La dieta urto-contro l’Escherichia coli

L’Escherichia coli responsabile della maggior parte delle cistiti si nutre di lieviti di zuccheri, come tutti i batteri coliformi che popolano il nostro intestino. Ecco la dieta-urto consigliata dalla ginecologa Fiammetta Trallo.

  • Tantissima acqua. Bevi almeno due litri di acqua oligominerale al giorno per favorire la diuresi e detergere le vie urinarie.
  • Sì ai carboidrati integrali. Sono ricchi di fibre che stimolano la motilità intestinale. Alterna le varietà e privilegia la pasta fresca rispetto a quella secca industriale: contiene meno amidi ed è meno calorica.
  • Alcol zero. Niente bevande alcoliche per almeno tre settimane: causano fermentazione intestinale e sono piene di zuccheri.
  • Punta sulla mela verde. Combatti la stipsi mangiando tanta frutta e verdura fresca, ma evita albicocche, pesche, uva e susine troppo mature perché più ricche di zuccheri semplici che fermentano.
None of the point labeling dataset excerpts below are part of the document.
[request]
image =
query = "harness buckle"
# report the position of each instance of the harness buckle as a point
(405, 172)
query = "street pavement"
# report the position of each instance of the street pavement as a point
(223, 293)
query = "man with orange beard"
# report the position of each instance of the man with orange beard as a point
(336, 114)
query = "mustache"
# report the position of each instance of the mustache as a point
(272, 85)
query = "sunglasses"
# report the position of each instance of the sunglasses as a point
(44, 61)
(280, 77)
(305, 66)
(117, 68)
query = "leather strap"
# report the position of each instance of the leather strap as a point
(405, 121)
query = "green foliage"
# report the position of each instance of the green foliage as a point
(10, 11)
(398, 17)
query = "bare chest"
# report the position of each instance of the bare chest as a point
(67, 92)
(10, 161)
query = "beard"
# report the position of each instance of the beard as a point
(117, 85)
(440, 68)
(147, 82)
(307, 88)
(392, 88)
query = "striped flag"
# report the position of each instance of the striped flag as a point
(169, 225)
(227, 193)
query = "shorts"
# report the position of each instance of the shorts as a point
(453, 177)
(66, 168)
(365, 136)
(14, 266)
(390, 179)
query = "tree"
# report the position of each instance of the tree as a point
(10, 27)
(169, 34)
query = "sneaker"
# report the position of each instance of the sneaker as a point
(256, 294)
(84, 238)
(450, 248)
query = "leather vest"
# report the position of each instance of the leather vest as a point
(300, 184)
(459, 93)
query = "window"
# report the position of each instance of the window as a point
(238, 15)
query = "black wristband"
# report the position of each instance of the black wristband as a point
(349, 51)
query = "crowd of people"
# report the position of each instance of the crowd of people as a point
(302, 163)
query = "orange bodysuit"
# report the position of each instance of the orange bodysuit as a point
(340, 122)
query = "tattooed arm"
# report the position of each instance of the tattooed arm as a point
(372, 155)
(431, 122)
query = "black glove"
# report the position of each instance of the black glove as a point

Sì a melone, ciliegie, frutti rossi, anguria, mela e pera (queste ultime meglio un po’ acerbe).
  • Piccante addio. Elimina spezie quali pepe, peperoncino, curry, rafano, paprika e limita il consumo di caffè. Creano acidità che può irritare la vescica, peggiorando la sensazione di bruciore.
  • Secco è meglio. Taglia tutte le paste lievitate, soffici al tatto e al palato: contengono lievito vivo che prosegue la sua fermentazione nell’intestino. No a brioche, torte, pane, focaccia e pizza (eccetto quella con 24 ore di lievitazione). In alternativa, consuma biscotti secchi, fette biscottate, grissini, crackers, pane azzimo o carasau.